An outer membrane protease OmpT based strategy for simplified analysis of histone post-translational modifications by mass spectrometry.

Histone modifications play an important role in regulating transcriptional gene expression and chromatin processes in eukaryotes. Increasing researches proved that aberrant post-translational modifications (PTMs) of histones is associated with many diseases. However, MS-based identification and quantification of histone PTMs are still challenging. Although classic chemical derivatization in conjunction with trypsin digestion is widely used for histone PTMs analysis in a bottom-up strategy, several side reactions have been observed in practice. In this work, outer membrane protease T (OmpT) was utilized as a protease for direct histone proteolysis and generated appropriate lengths of histone peptides for retention on reversed-phase chromatography.

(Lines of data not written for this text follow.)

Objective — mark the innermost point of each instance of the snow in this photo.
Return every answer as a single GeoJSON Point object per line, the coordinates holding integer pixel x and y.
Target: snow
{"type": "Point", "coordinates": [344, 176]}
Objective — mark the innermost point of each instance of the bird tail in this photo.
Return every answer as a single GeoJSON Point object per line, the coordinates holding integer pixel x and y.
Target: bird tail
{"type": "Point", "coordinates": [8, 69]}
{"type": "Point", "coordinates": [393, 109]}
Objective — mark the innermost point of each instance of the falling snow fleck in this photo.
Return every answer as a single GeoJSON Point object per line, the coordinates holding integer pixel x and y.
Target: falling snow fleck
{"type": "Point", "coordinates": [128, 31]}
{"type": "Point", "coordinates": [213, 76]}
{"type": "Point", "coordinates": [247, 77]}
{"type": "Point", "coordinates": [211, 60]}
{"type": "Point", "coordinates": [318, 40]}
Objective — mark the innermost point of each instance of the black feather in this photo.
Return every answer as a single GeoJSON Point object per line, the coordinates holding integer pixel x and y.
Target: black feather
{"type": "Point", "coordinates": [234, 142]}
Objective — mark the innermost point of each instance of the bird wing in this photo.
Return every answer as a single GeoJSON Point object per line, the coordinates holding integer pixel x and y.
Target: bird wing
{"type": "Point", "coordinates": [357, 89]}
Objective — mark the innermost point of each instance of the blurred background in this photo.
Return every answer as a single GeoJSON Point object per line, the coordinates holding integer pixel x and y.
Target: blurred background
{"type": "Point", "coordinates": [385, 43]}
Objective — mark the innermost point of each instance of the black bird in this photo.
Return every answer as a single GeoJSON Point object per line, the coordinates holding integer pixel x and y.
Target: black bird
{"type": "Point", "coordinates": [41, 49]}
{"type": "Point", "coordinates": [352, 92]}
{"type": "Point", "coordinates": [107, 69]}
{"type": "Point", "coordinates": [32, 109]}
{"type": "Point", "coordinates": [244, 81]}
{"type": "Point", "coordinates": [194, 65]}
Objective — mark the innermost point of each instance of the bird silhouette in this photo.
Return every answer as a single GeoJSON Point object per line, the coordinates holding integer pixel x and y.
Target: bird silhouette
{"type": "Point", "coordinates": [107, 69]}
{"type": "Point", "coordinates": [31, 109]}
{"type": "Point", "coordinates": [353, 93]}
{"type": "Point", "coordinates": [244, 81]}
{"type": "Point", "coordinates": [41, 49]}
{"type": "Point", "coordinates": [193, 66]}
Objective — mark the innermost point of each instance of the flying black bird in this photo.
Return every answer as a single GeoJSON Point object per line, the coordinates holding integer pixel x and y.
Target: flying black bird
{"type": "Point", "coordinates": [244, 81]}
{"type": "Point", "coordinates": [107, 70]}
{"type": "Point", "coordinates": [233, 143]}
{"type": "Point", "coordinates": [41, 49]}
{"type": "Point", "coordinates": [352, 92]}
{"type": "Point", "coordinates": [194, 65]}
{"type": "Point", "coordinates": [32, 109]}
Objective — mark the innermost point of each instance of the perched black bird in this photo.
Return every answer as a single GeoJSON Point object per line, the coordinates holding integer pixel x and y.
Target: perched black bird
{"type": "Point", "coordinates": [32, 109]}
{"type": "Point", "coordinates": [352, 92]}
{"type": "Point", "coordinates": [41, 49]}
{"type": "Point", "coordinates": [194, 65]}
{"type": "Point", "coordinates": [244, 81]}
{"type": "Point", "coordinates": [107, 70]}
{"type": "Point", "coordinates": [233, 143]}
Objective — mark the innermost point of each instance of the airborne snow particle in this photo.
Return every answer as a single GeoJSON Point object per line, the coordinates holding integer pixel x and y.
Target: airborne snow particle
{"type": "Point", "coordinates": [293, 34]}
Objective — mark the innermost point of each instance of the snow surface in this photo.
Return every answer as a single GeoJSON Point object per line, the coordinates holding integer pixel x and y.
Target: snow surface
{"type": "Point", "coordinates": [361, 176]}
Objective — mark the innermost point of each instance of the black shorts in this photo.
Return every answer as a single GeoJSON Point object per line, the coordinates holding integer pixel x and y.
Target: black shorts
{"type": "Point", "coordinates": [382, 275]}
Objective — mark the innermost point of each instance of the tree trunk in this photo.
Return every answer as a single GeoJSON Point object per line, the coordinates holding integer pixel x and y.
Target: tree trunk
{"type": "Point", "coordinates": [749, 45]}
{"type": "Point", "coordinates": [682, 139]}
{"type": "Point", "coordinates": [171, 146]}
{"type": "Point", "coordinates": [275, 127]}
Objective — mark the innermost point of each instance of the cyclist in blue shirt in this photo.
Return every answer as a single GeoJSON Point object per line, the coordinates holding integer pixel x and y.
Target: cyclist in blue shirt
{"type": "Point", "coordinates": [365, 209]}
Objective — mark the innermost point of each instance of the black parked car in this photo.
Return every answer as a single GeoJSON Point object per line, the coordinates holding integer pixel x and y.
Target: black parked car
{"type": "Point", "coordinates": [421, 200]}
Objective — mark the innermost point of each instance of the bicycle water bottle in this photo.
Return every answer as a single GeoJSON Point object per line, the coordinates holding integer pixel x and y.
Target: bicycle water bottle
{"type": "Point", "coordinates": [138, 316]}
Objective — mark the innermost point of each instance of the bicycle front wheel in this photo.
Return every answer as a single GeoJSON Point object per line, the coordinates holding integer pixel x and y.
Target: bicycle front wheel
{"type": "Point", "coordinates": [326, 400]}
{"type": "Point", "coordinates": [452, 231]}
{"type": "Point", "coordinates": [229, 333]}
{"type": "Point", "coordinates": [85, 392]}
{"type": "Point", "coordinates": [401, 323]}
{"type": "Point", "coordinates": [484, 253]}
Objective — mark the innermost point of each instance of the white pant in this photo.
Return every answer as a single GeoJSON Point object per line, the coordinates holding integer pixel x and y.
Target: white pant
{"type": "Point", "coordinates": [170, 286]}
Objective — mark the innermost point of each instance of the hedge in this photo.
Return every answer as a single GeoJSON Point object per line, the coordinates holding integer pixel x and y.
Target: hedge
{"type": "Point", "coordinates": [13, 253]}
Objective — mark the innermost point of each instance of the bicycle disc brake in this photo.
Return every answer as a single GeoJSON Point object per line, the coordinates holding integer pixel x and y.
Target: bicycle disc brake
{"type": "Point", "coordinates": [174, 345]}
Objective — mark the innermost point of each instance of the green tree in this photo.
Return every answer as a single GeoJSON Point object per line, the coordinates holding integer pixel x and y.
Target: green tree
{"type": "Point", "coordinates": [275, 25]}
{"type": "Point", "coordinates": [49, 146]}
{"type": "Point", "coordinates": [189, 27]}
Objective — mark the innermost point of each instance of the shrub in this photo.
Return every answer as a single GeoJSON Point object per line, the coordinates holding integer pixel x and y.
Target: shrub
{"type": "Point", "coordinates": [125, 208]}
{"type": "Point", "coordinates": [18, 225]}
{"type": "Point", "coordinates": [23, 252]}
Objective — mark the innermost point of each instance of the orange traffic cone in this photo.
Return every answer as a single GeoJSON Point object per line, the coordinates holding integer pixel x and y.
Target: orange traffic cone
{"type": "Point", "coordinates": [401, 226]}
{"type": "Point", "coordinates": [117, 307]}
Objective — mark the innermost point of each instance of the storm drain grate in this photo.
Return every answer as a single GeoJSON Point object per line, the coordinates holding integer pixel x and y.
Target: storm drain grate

The powerful and unique tolerance of OmpT for modified lysines and arginines was demonstrated and can be quantitatively described for the first time, making it useful for detecting natural modifications. Using the optimized digestion conditions, we succeeded in identifying 121 histone marks from HEK293T cells, 42 of which were previously unreported. Additionally, histone H3 PTMs were quantitatively profiled in the KMS11 multiple myeloma cells and NSD2 selective knockout KMS11 cells, revealing that NSD2 was of high specificity on H3K36 dimethylation. Histone chemical derivatizations are not required in our strategy, showing a remarkable strength over the conventional trypsin-based workflow.